Kids back then did what their parents said. I never did exactly what I wanted,
I did whatever my parents wanted. It was a different time. There were no cars,
no running around. I played basketball. Nobody in my family had a college
education, so my mother was determined I would get one. I don’t know what the
hell good it did me. I should have gone in the shipyard and got a pension. I
probably would have been way ahead money-wise working in the shipyard. But I
wouldn’t have been happy. I remember walking down the street when I heard on
the radio that the Japanese had bombed Pearl Harbor. You ask kids now where
Pearl Harbor is and they don’t know. But back then you knew where Pearl Harbor
was. I immedately knew what had happened. But what can you do? I just kept
going. Gym was open at the high school (between Fourth and Fifth in Bremerton),
so I played. I went to the U-Dub in 1942. Went almost a complete year. Then I
got drafted in 1943. Was in the service from 1943-45. Never shot at. Christ, I
would have died of heart failure. I was in the paratroopers infantry, the
517th. I got hurt in the paratroopers, sprained an ankle a couple times. So
they sent me to field artillery in Oklahoma. I didn’t like that, so took Air
Corps exam. Passed that and went to Denver, Colorado. Was going to be a
bombardier. Went to Lubbock, Texas. They washed everybody out. Casualites in
daylight bombing (over Europe) had not come up to expectations; they had’t
killed enough of these guys, so I went back to Denver, Colorado, and became an
Air Armor, loading B-17s and training as a machine gunner. I had an uncle who
lived in Denver, so it was nice to go to somebody’s house and eat on Mondays
with a pass-out. Then I got rheumatic fever and that ended everything. I came
back to Fort Lewis. I had a heart murmur, swelling in my knees. They cut my
pants off. Wills came down and looked at me. He called Dr. Schutt, who was in
charge of the Naval Hospital (in Bremerton). They rushed me to the hospital.

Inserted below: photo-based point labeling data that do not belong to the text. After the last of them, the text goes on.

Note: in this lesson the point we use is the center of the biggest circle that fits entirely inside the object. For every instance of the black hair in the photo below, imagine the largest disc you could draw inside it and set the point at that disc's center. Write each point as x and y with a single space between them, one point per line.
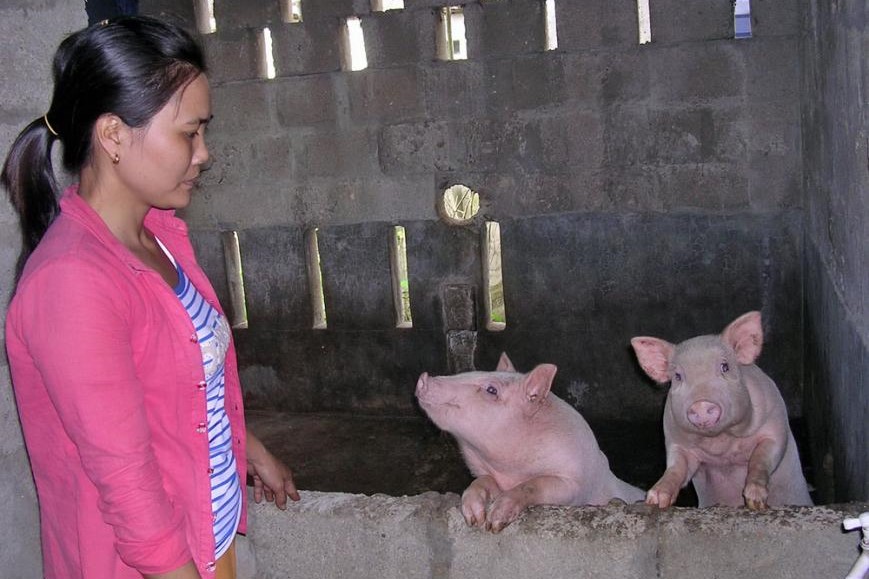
130 66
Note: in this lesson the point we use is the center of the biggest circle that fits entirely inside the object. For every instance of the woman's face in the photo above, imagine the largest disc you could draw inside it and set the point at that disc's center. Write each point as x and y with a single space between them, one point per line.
161 164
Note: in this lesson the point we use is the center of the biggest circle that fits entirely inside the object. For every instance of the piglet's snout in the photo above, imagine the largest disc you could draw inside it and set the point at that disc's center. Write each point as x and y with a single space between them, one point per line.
704 414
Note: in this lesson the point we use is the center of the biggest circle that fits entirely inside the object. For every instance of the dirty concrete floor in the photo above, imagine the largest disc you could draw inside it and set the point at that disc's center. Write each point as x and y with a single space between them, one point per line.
408 455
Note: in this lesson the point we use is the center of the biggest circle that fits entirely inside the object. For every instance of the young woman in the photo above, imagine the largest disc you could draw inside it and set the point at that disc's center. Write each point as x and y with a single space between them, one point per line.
122 361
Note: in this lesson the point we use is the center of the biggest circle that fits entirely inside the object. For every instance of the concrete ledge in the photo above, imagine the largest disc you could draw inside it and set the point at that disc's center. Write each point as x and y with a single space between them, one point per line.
335 535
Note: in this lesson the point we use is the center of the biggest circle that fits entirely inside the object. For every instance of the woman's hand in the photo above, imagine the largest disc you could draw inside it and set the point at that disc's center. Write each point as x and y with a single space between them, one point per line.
272 479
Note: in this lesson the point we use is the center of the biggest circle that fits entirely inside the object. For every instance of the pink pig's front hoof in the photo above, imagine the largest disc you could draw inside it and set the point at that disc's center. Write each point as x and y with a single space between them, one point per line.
755 496
474 511
660 498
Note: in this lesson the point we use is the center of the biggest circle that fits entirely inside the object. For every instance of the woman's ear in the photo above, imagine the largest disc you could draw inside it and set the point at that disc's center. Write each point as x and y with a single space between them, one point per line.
110 134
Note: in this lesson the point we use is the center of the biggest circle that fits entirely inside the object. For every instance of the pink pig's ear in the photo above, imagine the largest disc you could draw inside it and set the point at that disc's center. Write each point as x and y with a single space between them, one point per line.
539 381
745 336
504 364
654 355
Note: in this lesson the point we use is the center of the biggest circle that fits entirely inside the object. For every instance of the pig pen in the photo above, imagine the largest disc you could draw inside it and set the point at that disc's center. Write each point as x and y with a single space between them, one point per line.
381 484
658 188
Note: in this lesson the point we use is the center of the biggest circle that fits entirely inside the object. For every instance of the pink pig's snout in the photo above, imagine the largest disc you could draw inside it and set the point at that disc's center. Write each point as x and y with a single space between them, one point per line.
421 383
704 414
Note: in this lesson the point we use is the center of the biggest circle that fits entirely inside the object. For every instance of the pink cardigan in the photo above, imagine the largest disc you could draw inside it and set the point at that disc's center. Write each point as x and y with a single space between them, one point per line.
108 378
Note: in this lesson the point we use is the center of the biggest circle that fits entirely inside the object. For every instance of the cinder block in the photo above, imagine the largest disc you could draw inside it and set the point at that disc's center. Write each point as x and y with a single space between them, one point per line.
776 18
399 38
393 95
525 83
705 71
581 543
455 90
336 153
307 47
508 28
569 143
340 535
243 108
618 76
772 70
234 55
596 24
304 100
709 186
678 21
180 13
413 148
795 542
458 307
334 9
461 347
258 14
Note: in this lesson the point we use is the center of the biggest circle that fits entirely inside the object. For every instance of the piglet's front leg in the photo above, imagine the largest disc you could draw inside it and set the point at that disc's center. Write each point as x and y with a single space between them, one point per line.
679 471
764 460
476 499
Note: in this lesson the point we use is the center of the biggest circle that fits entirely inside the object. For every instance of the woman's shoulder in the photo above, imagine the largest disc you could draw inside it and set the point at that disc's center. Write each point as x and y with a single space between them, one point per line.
69 254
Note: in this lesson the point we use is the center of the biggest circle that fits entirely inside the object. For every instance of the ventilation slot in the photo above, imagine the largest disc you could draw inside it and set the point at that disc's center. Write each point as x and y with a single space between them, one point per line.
204 13
315 279
452 43
267 56
384 5
493 280
291 11
353 45
400 281
551 30
742 19
234 279
644 21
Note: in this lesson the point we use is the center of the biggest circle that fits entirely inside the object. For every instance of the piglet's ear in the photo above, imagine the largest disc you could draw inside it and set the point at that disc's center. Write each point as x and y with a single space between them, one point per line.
538 382
745 336
504 364
654 356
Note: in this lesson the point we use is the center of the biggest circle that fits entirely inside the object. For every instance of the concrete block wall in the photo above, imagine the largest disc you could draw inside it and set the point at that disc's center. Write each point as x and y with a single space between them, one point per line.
24 95
574 129
836 169
424 536
600 130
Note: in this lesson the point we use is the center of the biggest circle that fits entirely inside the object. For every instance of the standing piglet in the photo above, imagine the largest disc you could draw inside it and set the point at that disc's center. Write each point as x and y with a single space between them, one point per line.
725 423
524 445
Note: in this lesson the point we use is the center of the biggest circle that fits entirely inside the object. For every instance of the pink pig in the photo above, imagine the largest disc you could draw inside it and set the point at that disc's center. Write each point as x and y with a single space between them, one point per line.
725 423
524 445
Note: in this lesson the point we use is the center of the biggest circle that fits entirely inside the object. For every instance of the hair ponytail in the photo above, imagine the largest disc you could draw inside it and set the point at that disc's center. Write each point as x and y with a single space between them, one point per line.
28 177
129 66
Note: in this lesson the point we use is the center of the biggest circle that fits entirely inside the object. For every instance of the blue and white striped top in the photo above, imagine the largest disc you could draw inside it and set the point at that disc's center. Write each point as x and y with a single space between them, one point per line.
213 333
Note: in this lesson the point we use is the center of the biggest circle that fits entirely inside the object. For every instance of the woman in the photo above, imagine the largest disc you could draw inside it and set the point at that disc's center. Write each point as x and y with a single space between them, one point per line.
122 363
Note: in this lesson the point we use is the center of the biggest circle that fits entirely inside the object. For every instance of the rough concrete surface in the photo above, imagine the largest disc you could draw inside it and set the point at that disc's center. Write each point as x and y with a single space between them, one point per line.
334 535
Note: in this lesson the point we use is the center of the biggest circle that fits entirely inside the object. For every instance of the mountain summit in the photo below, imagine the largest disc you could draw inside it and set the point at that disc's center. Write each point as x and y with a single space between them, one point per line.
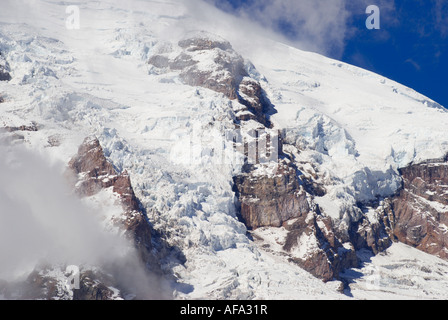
223 167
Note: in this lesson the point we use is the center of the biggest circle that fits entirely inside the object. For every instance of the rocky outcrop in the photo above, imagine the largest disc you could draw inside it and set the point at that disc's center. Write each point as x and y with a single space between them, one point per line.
420 211
4 69
210 62
95 173
269 201
281 200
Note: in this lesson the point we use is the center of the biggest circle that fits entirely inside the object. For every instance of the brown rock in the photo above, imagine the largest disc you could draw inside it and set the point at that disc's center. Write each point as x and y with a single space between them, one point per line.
420 211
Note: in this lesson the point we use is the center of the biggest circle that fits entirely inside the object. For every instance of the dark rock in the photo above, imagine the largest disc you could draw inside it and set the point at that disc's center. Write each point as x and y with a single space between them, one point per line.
4 69
95 173
269 201
420 211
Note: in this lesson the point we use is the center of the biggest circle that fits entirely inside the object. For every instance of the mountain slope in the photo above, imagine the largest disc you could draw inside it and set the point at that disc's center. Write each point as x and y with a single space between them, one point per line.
162 99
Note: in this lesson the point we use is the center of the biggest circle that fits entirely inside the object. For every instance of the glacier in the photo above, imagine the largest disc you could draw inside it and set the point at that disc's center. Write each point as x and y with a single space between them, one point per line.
348 128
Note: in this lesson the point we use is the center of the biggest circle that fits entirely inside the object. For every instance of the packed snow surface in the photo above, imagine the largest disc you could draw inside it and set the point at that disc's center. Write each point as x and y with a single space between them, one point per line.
356 128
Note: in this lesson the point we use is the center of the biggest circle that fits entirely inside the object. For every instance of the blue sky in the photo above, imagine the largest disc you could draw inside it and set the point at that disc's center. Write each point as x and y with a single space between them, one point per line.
411 47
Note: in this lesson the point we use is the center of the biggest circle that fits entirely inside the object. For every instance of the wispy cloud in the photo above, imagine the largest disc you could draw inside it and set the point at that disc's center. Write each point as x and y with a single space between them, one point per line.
324 26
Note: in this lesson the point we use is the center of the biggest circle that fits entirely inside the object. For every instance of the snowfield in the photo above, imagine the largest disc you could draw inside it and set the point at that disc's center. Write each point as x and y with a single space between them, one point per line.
351 127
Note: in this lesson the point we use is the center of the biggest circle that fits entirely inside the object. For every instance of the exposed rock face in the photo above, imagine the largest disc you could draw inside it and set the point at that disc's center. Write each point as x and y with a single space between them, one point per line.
211 62
314 246
95 173
421 208
280 200
269 201
4 69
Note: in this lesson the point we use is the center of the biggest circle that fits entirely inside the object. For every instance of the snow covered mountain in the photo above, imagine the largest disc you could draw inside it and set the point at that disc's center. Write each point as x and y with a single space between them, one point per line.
155 146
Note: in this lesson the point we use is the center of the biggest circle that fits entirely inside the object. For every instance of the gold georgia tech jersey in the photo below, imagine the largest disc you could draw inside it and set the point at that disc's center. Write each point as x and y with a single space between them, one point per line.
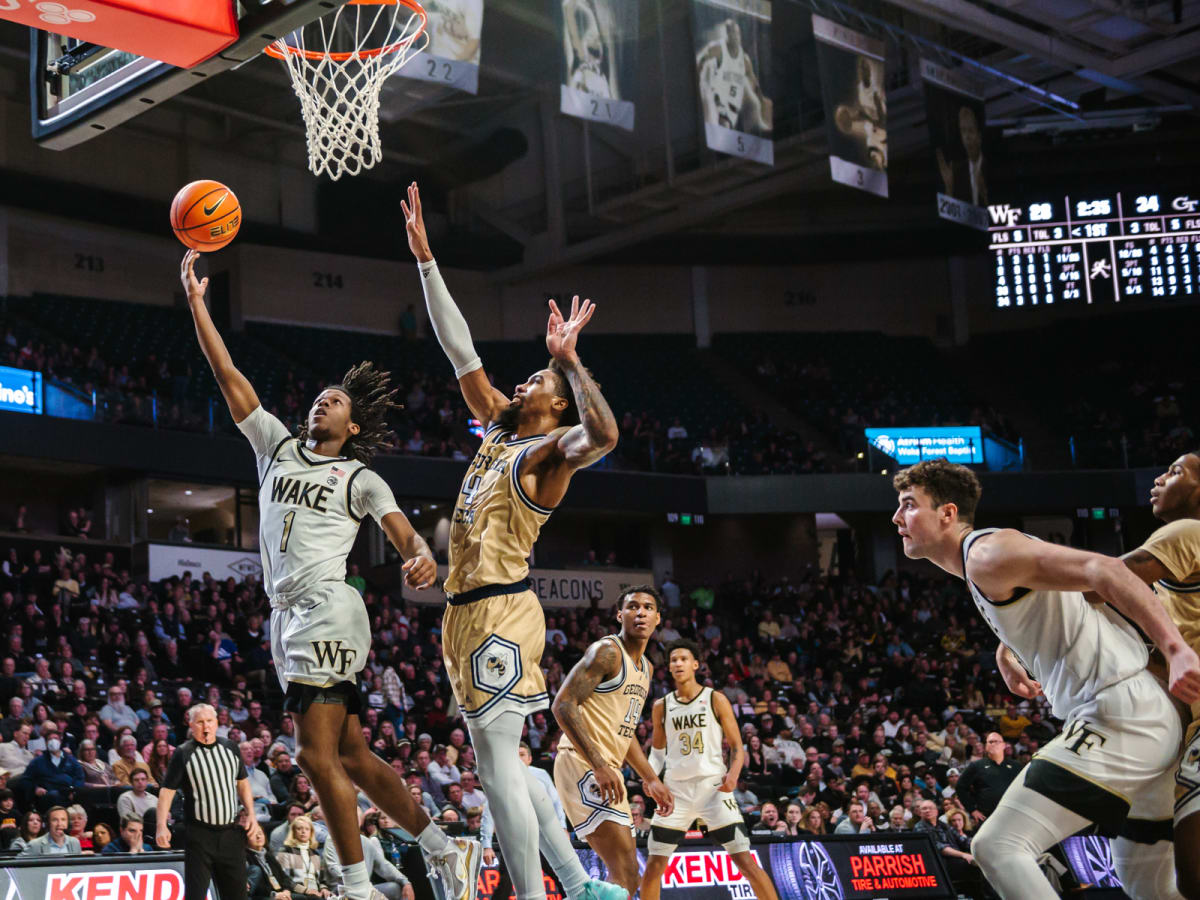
495 522
613 711
1176 545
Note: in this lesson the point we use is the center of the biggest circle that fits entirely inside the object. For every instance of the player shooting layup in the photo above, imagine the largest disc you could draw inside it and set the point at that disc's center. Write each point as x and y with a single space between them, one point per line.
1114 763
495 630
599 707
689 726
313 493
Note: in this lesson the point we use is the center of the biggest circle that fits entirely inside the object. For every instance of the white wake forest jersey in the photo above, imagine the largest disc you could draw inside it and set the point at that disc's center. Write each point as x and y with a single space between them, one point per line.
310 508
1074 648
694 737
729 81
613 709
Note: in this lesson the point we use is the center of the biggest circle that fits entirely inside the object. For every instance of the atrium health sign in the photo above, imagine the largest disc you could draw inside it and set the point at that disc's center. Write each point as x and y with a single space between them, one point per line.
907 447
21 390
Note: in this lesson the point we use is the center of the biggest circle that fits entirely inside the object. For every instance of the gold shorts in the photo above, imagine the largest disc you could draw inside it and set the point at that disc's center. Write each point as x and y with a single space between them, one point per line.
581 797
493 655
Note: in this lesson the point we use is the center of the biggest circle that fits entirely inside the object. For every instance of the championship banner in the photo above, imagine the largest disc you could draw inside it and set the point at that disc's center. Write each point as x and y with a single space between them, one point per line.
451 57
555 587
165 561
955 109
732 40
856 105
599 60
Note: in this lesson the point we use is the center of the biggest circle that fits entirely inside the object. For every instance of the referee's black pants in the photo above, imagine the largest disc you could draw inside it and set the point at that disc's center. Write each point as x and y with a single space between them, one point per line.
216 855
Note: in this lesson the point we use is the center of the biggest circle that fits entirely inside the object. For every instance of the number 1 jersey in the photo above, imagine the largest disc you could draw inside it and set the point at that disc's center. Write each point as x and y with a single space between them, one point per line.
310 508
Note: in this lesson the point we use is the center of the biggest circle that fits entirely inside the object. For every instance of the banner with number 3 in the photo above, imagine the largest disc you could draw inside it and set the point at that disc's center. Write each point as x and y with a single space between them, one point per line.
451 57
599 60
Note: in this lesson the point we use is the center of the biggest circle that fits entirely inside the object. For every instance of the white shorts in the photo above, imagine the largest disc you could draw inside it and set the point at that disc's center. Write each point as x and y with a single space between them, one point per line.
1116 759
697 798
323 639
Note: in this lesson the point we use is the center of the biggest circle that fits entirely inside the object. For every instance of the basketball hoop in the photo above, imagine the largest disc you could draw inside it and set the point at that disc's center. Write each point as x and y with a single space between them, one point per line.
339 66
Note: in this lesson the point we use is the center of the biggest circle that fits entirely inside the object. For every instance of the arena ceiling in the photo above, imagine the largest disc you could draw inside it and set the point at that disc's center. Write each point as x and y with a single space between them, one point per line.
1125 71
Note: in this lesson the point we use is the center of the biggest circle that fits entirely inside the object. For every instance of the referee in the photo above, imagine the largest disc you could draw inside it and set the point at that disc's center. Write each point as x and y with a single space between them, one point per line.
210 773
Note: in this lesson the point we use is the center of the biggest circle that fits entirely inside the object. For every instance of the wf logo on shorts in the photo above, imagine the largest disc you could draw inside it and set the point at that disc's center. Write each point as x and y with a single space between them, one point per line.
334 654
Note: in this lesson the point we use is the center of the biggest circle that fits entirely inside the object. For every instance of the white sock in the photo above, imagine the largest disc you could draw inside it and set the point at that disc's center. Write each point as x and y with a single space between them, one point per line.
504 784
433 840
357 881
556 846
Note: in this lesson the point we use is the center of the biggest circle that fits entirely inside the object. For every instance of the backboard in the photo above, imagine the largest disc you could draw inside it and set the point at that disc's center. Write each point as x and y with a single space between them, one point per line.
81 90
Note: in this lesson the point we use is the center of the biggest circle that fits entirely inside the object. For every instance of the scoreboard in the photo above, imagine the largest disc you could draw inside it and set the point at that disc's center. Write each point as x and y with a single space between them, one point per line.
1096 249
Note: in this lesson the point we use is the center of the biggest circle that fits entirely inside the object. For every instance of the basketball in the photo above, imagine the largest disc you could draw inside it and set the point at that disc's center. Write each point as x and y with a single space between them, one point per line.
205 215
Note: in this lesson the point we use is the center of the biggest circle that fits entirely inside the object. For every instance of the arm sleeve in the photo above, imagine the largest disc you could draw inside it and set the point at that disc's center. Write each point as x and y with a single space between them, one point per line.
449 325
263 431
371 496
174 777
1176 545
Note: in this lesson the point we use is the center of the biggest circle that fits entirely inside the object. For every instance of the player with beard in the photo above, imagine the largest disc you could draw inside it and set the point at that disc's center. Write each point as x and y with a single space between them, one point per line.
315 490
599 707
495 631
1115 761
1169 562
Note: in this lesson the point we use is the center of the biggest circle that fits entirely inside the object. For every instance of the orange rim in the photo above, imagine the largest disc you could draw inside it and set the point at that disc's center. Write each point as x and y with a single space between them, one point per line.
273 49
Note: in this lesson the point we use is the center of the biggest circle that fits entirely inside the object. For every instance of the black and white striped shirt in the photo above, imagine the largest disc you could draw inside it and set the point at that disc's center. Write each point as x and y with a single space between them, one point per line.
208 774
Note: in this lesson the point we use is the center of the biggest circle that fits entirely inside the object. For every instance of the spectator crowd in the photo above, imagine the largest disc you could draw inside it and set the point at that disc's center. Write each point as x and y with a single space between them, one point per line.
863 708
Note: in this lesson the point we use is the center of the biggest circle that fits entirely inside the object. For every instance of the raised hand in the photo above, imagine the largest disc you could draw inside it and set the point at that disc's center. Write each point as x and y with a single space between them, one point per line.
414 223
561 333
187 275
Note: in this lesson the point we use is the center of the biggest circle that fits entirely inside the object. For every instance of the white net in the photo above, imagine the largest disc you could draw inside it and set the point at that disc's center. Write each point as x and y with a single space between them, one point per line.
337 67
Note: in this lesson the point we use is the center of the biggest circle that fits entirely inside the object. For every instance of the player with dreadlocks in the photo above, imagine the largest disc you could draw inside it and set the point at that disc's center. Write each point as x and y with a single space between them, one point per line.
313 493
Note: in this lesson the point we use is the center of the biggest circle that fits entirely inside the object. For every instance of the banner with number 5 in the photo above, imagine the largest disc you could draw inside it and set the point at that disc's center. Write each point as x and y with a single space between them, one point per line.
451 57
599 60
732 41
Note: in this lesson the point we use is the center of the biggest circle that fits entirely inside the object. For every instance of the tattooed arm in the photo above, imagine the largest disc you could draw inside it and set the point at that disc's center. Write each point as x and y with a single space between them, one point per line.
599 664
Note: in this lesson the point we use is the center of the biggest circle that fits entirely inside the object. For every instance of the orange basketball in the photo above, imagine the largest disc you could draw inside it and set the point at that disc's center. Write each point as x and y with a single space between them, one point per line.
205 215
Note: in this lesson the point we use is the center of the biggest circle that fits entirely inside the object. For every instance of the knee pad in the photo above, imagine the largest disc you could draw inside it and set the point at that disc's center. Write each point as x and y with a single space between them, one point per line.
663 841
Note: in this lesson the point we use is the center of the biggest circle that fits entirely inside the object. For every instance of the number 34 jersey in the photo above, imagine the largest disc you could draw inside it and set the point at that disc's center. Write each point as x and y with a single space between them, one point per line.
694 737
310 508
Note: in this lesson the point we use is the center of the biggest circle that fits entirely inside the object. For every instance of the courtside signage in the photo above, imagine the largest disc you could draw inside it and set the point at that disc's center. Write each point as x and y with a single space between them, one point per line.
961 444
21 390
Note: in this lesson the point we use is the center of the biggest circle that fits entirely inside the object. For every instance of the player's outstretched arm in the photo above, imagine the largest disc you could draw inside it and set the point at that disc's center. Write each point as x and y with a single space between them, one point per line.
1007 561
449 325
597 432
729 723
420 568
599 664
651 781
238 391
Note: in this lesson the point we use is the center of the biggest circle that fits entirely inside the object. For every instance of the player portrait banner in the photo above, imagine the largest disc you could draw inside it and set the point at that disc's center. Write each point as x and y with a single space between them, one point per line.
451 57
955 111
599 41
856 105
733 77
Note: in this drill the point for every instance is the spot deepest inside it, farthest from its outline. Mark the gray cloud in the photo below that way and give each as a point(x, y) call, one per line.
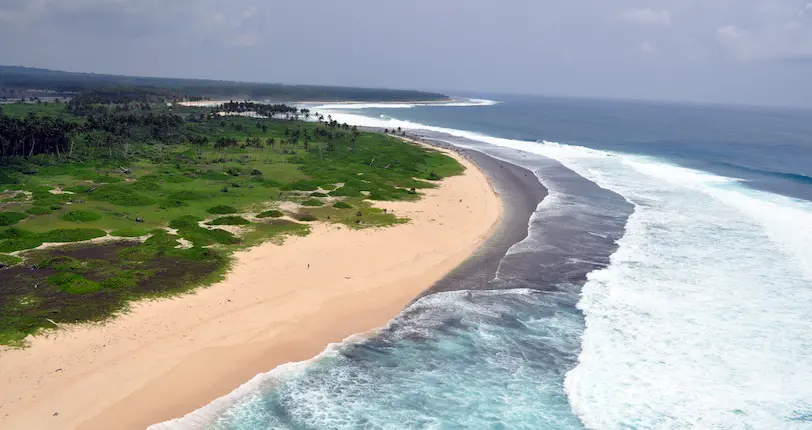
point(748, 51)
point(647, 16)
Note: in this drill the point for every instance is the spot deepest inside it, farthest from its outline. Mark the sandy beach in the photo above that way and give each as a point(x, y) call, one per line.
point(278, 304)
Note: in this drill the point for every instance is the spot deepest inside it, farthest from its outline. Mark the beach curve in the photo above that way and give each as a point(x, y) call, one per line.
point(169, 357)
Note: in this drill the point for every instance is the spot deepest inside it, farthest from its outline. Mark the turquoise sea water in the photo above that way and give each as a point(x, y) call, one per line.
point(692, 226)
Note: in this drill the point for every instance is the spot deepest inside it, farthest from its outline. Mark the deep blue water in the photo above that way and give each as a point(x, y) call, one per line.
point(665, 283)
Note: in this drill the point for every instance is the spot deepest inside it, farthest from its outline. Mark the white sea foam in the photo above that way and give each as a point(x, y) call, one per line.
point(394, 105)
point(702, 318)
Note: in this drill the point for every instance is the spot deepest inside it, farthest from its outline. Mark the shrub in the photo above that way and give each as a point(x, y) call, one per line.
point(65, 235)
point(187, 195)
point(121, 195)
point(73, 283)
point(10, 260)
point(124, 280)
point(221, 210)
point(80, 216)
point(229, 220)
point(271, 214)
point(129, 232)
point(20, 243)
point(62, 263)
point(185, 221)
point(39, 210)
point(305, 216)
point(10, 218)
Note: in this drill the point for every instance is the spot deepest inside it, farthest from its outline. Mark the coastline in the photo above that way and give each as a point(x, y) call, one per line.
point(170, 357)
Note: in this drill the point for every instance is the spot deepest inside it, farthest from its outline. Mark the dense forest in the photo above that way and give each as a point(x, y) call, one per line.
point(14, 80)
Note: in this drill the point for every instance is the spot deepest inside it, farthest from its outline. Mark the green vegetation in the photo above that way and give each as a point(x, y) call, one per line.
point(9, 260)
point(222, 210)
point(134, 168)
point(271, 214)
point(312, 202)
point(80, 216)
point(229, 220)
point(9, 218)
point(112, 88)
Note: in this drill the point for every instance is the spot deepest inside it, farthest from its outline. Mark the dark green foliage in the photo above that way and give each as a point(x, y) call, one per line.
point(9, 218)
point(129, 232)
point(229, 220)
point(301, 186)
point(271, 214)
point(65, 235)
point(73, 283)
point(62, 263)
point(305, 216)
point(121, 195)
point(10, 260)
point(38, 210)
point(14, 239)
point(80, 216)
point(188, 195)
point(185, 221)
point(222, 210)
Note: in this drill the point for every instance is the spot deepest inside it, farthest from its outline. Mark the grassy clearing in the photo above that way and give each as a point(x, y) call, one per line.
point(153, 186)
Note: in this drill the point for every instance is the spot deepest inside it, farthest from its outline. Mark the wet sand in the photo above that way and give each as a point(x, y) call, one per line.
point(169, 357)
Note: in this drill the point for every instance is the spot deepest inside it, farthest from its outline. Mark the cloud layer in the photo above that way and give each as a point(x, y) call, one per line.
point(753, 51)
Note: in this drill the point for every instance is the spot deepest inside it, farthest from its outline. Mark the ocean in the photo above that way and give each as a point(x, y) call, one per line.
point(665, 282)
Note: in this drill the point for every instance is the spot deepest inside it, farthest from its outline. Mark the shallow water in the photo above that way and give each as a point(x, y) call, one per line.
point(648, 294)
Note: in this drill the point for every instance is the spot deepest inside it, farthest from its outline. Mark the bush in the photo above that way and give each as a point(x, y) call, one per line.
point(10, 218)
point(305, 216)
point(229, 220)
point(39, 210)
point(10, 260)
point(121, 195)
point(129, 232)
point(20, 243)
point(221, 210)
point(117, 282)
point(271, 214)
point(73, 283)
point(187, 195)
point(80, 216)
point(65, 235)
point(62, 263)
point(186, 221)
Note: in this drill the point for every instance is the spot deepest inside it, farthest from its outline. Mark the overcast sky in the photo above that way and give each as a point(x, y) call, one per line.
point(733, 51)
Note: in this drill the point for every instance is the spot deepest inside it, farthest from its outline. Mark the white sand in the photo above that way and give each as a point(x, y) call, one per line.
point(169, 357)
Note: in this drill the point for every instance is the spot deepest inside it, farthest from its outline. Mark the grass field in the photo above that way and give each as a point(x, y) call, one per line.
point(176, 198)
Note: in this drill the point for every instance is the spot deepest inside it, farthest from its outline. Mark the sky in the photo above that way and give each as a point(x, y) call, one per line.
point(720, 51)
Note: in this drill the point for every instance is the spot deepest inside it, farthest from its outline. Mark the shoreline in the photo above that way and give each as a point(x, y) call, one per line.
point(239, 328)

They thought I was a Marine. Don’t know how things got fouled up. So I stayed
in the hospital almost 7 1/2 months until they found out I wasn’t a Marine.
Once they found out I was actually in the Air Force, they transferred me back
to Fort Lewis. The foul-up probably saved my life. Some snafus can save your
life. TSP: How was your career at the UW? LE: First of all, I had a heart murmur and kind of a
pension. They told me my sophomore year I could only play 12 minutes. Each year
the time escalated as I got in better shape. This guy, Myers, who I really
admired, said I couldn’t play (because of his heart murmur). I told him, “Then
I’m not going to school here. I came here to play basketball, then be a coach,
and if I can’t play, my future isn’t very good. I’ll just get the hell out of
here and go to the Navy Yard if I have to.” He thought it over and said, “OK,
but I’m going to the ballgames and watch you.” He set the time limits to how
much I could play. When we played at Oregon and Oregon State, I played more
because he wasn’t there watching me. I don’t think I ever scored in double
figures. Nobody did, except Sammy White (who was named to the UW All-Century
Team for baseball; White caught in the major leagues with the Boston Red Sox).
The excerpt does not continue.